6. The method of claim 4, wherein said protein is within a protein mixture or an enriched protein mixture.

7. The method of claim 6, wherein said protein mixture is enriched for phosphoproteins, membrane proteins, and/or naturally or artificially modified proteins.

8. The method of claim 1 wherein binding agents which bind to other binding agents are removed from the binding agent library prior to use.

9. The method of claim 1 wherein the binding agent library is enriched prior to use.

10. The method of claim 1 wherein said compartment is on a solid surface.

11. The method of claim 1 wherein said compartment is an emulsion droplet, diffusion limited or separated compartment.

12. The method of claim 1 wherein the nucleotide sequence associated with binding agent in the complex is joined to another nucleotide sequence associated with a binding agent in the complex or joined to the nucleotide sequence associated with the target within the binding agent/target complex.

13. The method of claim 1 wherein the (i) binding agent or (ii) binding agent and target present within the complex are identified by sequencing said linked nucleotide sequence.

14. The method of claim 1 wherein said binding agent/target complex is immobilized following isolation.

15. The method of claim 1 wherein linked nucleotide sequences from more than one complex are combined prior to identifying the binding agent and/or target present.

16. The method of claim 1 wherein step (a) of contacting the binding agent library with a target is carried out in the presence or absence of a compound.
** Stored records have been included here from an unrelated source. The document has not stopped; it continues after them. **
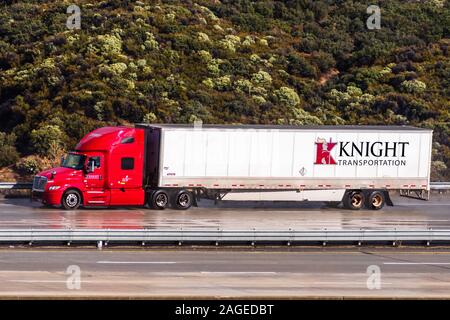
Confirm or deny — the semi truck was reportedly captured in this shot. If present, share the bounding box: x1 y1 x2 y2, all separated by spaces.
32 124 432 210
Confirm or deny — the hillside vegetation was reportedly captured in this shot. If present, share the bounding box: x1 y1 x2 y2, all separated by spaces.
0 0 450 180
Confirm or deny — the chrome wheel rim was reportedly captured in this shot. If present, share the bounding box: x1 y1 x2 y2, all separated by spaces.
66 193 78 208
178 193 189 207
155 193 167 208
372 194 383 208
352 194 363 208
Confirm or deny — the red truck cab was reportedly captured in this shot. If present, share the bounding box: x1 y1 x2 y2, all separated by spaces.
33 127 145 209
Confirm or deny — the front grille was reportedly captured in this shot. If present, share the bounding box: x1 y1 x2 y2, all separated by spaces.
33 176 47 191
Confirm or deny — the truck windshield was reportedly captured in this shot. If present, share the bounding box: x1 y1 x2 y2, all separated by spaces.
61 153 86 170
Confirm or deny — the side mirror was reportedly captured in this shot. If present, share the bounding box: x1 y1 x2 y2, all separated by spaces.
86 161 95 173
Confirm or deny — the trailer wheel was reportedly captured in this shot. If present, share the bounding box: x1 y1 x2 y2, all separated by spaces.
174 190 194 210
150 190 169 210
61 190 81 210
344 191 366 210
366 191 386 210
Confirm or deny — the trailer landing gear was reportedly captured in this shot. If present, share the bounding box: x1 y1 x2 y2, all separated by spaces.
342 190 386 210
344 190 366 210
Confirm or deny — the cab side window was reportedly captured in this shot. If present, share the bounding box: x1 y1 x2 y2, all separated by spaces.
89 157 100 168
121 158 134 170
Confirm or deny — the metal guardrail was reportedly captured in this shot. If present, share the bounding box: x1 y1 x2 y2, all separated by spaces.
430 182 450 190
0 229 450 244
0 182 450 190
0 182 33 190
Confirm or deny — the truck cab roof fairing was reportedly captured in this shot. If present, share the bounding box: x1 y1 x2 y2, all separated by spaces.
75 127 137 152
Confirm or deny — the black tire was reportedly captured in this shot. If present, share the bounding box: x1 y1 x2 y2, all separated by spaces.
61 190 82 210
344 190 366 210
366 191 386 210
173 190 194 210
150 190 169 210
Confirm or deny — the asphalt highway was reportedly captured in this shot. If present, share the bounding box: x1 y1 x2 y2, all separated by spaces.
0 249 450 299
0 195 450 230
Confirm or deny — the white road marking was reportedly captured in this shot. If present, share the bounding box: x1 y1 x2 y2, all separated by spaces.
97 261 176 264
383 262 450 266
200 271 277 275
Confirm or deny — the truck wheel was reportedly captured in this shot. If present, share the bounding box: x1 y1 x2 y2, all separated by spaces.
367 191 386 210
344 191 365 210
151 190 169 210
61 190 81 210
174 190 194 210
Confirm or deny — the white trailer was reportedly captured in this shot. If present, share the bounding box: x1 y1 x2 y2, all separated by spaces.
139 125 432 209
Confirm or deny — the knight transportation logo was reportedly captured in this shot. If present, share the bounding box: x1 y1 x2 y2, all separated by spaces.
314 138 409 166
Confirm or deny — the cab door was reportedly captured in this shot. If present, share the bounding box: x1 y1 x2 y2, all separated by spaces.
84 153 110 206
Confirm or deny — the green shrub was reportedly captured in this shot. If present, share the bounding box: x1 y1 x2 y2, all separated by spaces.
0 132 19 167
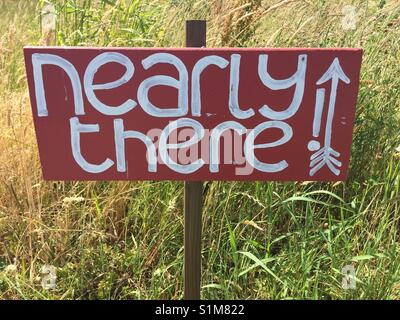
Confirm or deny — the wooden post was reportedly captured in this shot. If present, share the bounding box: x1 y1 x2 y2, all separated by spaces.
184 20 206 300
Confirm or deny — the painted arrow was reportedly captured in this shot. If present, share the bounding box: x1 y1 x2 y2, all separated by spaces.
310 57 350 176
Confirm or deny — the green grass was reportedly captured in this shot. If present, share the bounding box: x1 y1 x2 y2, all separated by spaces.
0 0 400 299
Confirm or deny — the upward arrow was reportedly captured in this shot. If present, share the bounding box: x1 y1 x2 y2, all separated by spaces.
310 58 350 175
317 58 350 85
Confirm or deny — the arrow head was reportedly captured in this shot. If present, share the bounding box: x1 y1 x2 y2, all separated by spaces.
317 57 350 85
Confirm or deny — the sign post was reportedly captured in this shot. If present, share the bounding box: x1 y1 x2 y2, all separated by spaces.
184 20 207 300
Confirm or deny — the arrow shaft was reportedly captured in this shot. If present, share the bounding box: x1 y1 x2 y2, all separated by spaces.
325 76 339 149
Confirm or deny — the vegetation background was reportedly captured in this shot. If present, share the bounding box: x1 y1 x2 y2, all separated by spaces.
0 0 400 299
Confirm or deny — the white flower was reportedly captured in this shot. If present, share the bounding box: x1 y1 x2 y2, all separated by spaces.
41 3 56 32
63 197 85 204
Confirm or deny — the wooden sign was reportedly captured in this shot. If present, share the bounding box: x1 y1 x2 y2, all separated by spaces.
24 47 362 181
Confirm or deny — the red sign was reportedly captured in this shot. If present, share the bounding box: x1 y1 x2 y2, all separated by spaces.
24 47 362 181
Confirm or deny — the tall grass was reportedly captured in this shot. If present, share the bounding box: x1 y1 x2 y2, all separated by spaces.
0 0 400 299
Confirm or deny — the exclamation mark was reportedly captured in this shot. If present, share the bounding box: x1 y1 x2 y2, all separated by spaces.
308 88 325 151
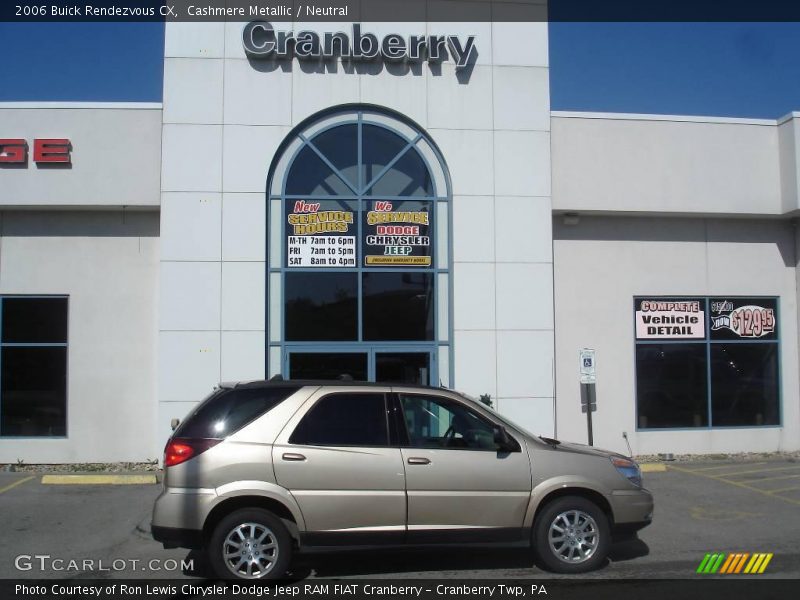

17. The method of claim 1 wherein joining the nucleotide sequences comprises:

i. amplifying the nucleotide sequence associated with the binding agent or binding agent and target using at least two pairs of PCR primers to produce at least two sets of amplicons, wherein the primers are designed so that the amplicons generated by a first set of primers comprise a sequence which is complementary to a sequence in the amplicons generated by the second set of primers;

ii. annealing the sets of amplicons;

iii. carrying out an amplification reaction to produce a linked nucleotide sequence.

18. The method of claim 17 wherein steps i-iii are carried out concurrently.

19. The method of claim 1 wherein the method is repeated and the concentration of the target or binding agent library is varied.